The president met with victims’ loved ones, who he said “had one message for all of us: Do something.”
Tulsa, Okla., joined the growing list of mass shooting sites Wednesday when a gunman opened fire in a medical building, killing four people before taking his own life.
The Uvalde shooting, in which 19 children and two teachers were killed last week — less than two weeks after 10 Black people were killed in a racist attack in Buffalo — has jolted Congress into taking action, even if prospects for passage are dim.
Democrats narrowly control the House, where legislation is passed by a simple majority. But in the Senate, there’s a 50-50 split between the Democratic and Republican caucuses, and most bills need 60 votes to overcome a filibuster.
That means that although the House can pass bills without any Republican support, GOP backing in the Senate is crucial for any measure to have a chance to become law.
“There are no perfect solutions,” House Judiciary Committee Chairman Jerrold Nadler, D-N.Y., said as he opened Thursday’s hearing. “We are painfully aware that we cannot do enough today to save all of these lives.”
Sweeping majorities of Americans support making background checks mandatory on all gun purchases, something Democratic lawmakers tried and failed to do a decade ago after the shooting at Sandy Hook Elementary School in Newtown, Conn., which left 20 children and six staff members dead.
Biden, who was vice president at the time, knows better than most how difficult it is to find enough supportive Republicans to enact new gun laws.
While expressing his support for the bipartisan group of senators working to find a compromise, Biden excoriated most Republican lawmakers, and suggested they would pay a political price this time for blocking gun reforms.
“The fact that the majority of the Senate Republicans don’t want any of these proposals even to be debated or come up for a vote, I find unconscionable,” he said. “We can’t fail the American people again.”
Biden, whose speech was added to his schedule Thursday afternoon, has kept his involvement in talks on Capitol Hill mostly out of view since last year, after months of negotiations on a domestic spending package fell apart. But with Congress reportedly making progress on firearms legislation, aides worried that he might seem too distant from the process on an issue that has again moved to the front burner.
Vice President Kamala Harris, speaking at a higher-education event, took time to acknowledge the shooting in Tulsa and urge congressional action. “No more excuses,” she said. “Thoughts and prayers are important but not enough.
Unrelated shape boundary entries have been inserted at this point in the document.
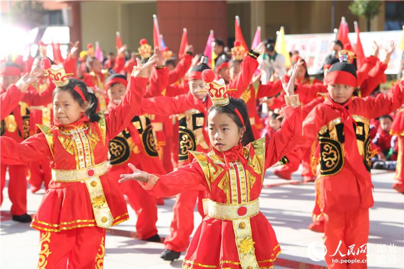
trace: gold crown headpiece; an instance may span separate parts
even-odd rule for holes
[[[140,39],[140,46],[137,48],[139,54],[142,59],[147,59],[152,56],[152,46],[147,44],[147,40],[144,38]]]
[[[231,48],[231,57],[234,61],[242,61],[245,56],[245,49],[239,41],[234,41],[234,46]]]

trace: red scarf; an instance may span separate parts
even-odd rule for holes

We need Congress to act.”
The House panel convened to take up the Protecting Our Kids Act, a package that Nadler said “links together important, sensible, overwhelmingly popular proposals that will help us to scale back the scope of gun violence in the United States.”
The package includes provisions to:
• Raise the age to purchase a semiautomatic rifle from 18 to 21;
• Make the import, sale, manufacture, transfer and possession of restricted ammunition magazines a new federal offense;
• Crack down on gun trafficking and straw purchasers, and authorize seizure of the property and proceeds;
• Establish safe storage requirements for residences, with criminal penalties for violations;
• Build on the Bureau of Alcohol, Tobacco, Firearms and Explosives’ regulatory bans on bump stocks and so-called ghost guns.
While Democrats have largely turned their attention back to guns to prevent mass tragedies, Republicans have framed mental health and school safety as the core issues that need to be addressed.
In the upper chamber, Sen. Christopher Murphy, D-Conn., sought to appeal to conservatives in a Fox News op-ed published Thursday morning.
Murphy, a fierce gun safety advocate, expressed a willingness to accept “incremental change” in a bipartisan deal to reform the nation’s gun laws. Murphy is negotiating with Sen. John Cornyn, R-Texas, who was given Senate Republican leader Mitch McConnell’s blessing last week to pursue a bipartisan deal with Democrats.